I think sometimes we do forget that we are a small, vocal industry - interactive entertainment is still quite small and close-knit, so to us it feels amplified, but if you go and ask somebody on the street if they hear something's been announced in the US - or even at E3 - they probably won't have, so sometimes we have to manage the expectation on that.

The community will know it and love it, and that hardcore 500,000 - or however many there are in the UK - will probably read the forums and blog about it. My mum doesn't get to hear about it, nor does my sister, so you can still keep things - if you've got a marketing or PR strategy to that broader audience - relatively quiet. I think we forget that sometimes.

GamesIndustry.biz What about social networking - how can you leverage things like Facebook and Twitter?
Murray Pannel

There are a couple of ways of looking at it. The simplest, and most tried and tested, is using it as a media forum - using a Facebook page and creating a community where people are directed to a particular game that's coming out. I think that's what most people would expect us to be doing in the marketing community.

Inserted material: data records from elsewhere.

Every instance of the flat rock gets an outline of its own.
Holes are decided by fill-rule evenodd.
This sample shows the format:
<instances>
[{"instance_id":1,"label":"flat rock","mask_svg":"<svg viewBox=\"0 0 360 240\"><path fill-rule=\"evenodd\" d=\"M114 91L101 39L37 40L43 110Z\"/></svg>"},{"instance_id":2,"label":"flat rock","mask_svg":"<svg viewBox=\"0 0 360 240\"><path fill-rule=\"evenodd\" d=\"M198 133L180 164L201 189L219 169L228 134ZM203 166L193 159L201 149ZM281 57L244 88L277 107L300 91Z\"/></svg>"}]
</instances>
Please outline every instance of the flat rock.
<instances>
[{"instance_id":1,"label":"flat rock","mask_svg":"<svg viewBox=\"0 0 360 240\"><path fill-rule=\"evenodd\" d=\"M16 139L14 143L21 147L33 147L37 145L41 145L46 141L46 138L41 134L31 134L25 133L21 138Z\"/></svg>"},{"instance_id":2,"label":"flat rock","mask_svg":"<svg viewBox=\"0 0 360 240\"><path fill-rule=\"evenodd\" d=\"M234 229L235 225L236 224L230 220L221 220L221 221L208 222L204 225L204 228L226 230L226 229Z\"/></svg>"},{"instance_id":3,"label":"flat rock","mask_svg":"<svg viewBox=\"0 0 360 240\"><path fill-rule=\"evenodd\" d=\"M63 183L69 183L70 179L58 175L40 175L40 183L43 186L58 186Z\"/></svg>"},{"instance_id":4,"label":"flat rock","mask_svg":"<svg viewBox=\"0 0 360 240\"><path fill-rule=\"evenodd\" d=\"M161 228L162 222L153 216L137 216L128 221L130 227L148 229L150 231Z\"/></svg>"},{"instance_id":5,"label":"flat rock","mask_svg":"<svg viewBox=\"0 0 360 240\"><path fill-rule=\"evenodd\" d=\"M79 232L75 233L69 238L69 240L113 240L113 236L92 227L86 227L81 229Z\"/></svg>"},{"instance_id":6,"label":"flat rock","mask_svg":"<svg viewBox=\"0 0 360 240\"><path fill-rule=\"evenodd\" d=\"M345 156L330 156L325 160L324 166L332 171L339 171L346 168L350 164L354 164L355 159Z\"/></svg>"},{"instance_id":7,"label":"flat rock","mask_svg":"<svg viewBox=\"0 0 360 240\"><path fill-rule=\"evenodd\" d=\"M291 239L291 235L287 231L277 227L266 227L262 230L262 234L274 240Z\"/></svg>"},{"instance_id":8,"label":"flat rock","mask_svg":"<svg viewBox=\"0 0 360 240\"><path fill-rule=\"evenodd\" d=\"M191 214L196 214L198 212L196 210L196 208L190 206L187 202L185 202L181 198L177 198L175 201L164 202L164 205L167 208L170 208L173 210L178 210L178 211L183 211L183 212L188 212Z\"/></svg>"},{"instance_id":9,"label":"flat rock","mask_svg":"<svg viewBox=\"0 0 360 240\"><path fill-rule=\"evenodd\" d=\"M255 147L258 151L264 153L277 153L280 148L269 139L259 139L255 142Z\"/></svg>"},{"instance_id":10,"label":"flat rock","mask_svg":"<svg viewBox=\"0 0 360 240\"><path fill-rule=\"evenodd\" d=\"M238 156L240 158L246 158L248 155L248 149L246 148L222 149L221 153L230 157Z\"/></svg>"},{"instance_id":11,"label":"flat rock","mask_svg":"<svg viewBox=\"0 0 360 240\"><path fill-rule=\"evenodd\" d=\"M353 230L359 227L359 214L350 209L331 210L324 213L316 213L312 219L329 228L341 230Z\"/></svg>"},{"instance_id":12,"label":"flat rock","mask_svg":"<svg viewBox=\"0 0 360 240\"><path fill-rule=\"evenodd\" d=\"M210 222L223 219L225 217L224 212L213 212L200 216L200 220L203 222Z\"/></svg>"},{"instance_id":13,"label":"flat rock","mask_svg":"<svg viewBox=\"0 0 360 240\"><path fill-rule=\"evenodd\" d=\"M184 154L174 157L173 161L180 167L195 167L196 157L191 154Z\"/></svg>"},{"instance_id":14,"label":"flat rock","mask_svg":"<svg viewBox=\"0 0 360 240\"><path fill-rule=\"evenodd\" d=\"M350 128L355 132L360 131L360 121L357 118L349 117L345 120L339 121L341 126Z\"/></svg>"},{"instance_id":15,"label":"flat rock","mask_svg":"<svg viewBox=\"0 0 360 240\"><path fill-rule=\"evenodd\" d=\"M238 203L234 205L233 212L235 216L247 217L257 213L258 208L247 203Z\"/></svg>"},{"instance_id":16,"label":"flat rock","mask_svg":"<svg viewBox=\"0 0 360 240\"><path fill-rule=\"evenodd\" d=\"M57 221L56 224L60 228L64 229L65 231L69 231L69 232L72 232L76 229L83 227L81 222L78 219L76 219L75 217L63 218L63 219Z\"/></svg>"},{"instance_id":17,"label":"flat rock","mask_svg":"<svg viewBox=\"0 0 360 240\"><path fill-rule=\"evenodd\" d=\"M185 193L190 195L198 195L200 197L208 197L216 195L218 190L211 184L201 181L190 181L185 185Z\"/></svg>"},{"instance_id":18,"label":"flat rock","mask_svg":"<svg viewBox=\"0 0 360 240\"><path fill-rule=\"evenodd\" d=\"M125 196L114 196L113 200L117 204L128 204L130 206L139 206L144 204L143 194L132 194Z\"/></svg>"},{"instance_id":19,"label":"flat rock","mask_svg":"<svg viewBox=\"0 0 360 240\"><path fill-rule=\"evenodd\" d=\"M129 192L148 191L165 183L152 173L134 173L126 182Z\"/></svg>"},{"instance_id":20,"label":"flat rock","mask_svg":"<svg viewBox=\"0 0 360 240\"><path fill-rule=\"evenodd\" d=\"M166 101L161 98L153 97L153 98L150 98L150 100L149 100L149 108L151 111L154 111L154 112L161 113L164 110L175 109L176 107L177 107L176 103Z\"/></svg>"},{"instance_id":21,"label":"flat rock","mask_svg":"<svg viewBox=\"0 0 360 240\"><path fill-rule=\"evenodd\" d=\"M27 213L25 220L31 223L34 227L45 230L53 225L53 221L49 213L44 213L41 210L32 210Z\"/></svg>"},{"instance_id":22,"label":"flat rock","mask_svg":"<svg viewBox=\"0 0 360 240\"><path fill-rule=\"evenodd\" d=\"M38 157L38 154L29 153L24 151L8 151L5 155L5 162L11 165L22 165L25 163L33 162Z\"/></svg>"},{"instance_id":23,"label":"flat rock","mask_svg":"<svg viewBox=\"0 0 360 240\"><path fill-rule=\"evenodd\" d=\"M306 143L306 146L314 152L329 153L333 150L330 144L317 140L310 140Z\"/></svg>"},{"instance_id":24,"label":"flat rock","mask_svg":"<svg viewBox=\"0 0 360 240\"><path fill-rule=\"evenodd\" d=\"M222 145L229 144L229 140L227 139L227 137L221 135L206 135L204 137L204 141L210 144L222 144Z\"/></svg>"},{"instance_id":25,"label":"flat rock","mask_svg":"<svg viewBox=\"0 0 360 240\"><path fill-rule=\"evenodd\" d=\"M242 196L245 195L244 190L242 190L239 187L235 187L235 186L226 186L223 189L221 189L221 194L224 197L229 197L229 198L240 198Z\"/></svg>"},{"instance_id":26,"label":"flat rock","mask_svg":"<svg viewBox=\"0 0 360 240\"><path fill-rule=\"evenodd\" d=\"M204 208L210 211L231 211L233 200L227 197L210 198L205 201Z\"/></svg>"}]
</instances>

The other area, with Twitter, is how you create evangelists and communities around them - whether that's working with celebrities who might be fans of Assassin's Creed, for example, giving them information and insider stuff so that they talk about it and it then gets picked up in the wider press.

Using the power of celebrity and the power of endorsement to create hype around a game is something people have used before - but wife spends more time online now than watching telly. The telly's on, but she's online, doing eBay, Facebook, Hotmail and so on. And there are the communities she inhabits, things like Popbitch for example - they're all entertainment things that aren't gaming-related, but occasionally there's something big that goes into that community and she'll stumble across it.

So there's no doubt about it, it's coming from all angles, and in a world where marketing budgets are tight and profit margins are being squeezed as we head into the economic slowdown, it's a matter of picking and choosing the right vehicles to invest in, to try and get that word out there.

I think sometimes it's investing in smaller areas, so you're bigger in that channel, rather than doing a big telly ad, or a big print ad, and maybe less somewhere else.